The One Chart You Must Follow
Don’t read too much into current stock market moves…until you use one simple measurement to gauge stock market valuations.
But first, remember that we just finished the third quarter. This really isn’t much news to provide direction.
There is also a lot of chatter that the market is overbought – and it is.
But, the basic premise is that fundamentals matter.
That is why I believe that Jobless Claims are the best means of measuring the underlying economic growth.
What I do is take the jobless claims y/y and then invert it. Inverting is key: the stock market going up is a positive, Jobless Claims going up is a negative. Inverting the Jobless Claims makes the moves correlate.

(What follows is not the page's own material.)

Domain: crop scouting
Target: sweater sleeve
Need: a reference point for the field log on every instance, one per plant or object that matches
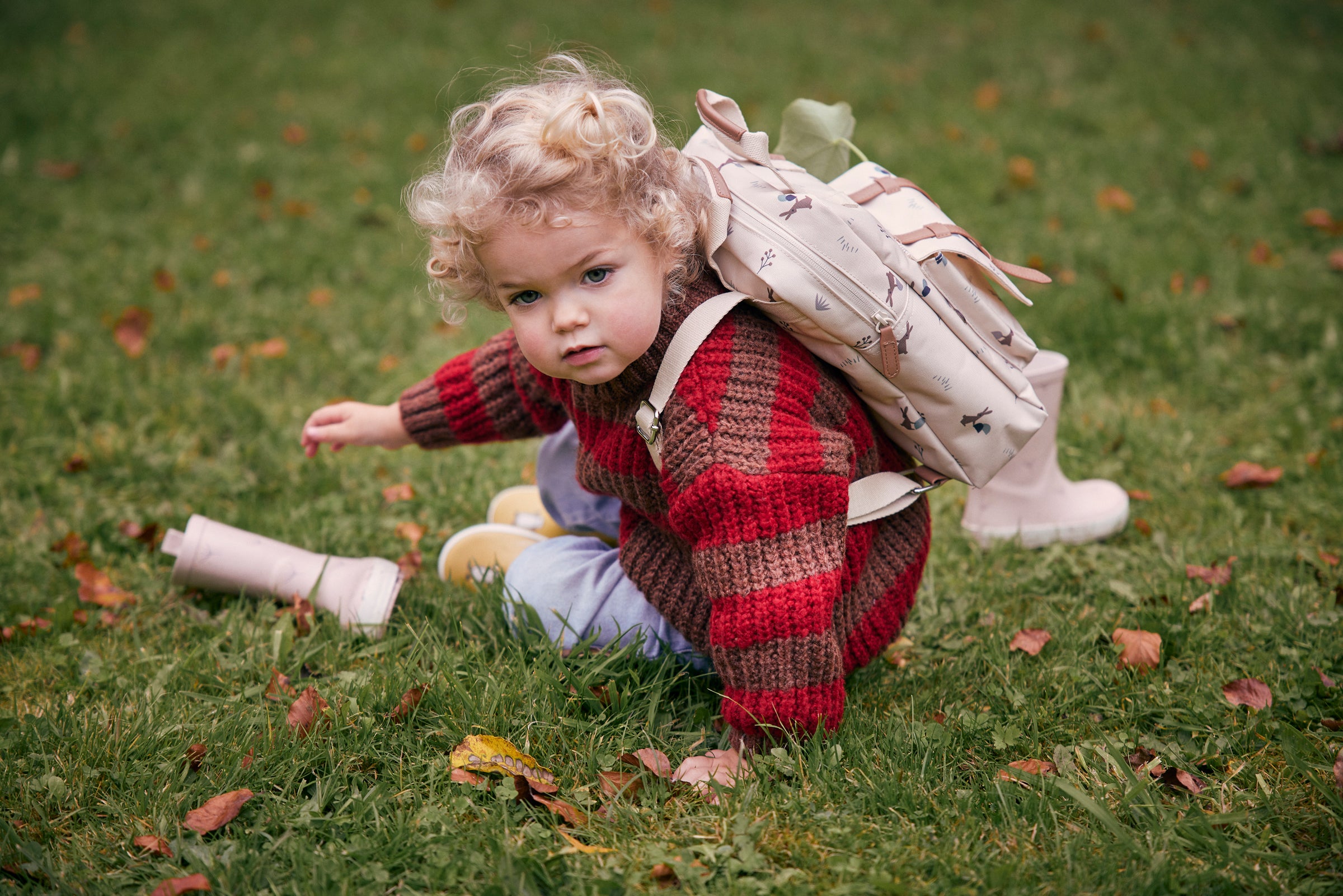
(762, 496)
(488, 394)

You’ll see the stock market and jobless claims (inverted) are positively correlated.
Jobless claims growth do a fine job of confirming the market’s growth. We don’t want them to match perfectly – because the reality is that the market gets overbought or oversold. So this signal will never be exact.
Instead, we want to spot when the market is overbought or oversold and move accordingly. Because the market always reverts to the level indicated by the Jobless Claims signal.
In other words, after a quantitative easing (QE) boost or a panic (a la North Korea), the market wakes up and moves to the level that makes sense based on the underlying economic growth.
To put it simply – the market is hugely rational over time, but can be hysterical in the near-term. Jobless claims is a significant indicator in where the market is going.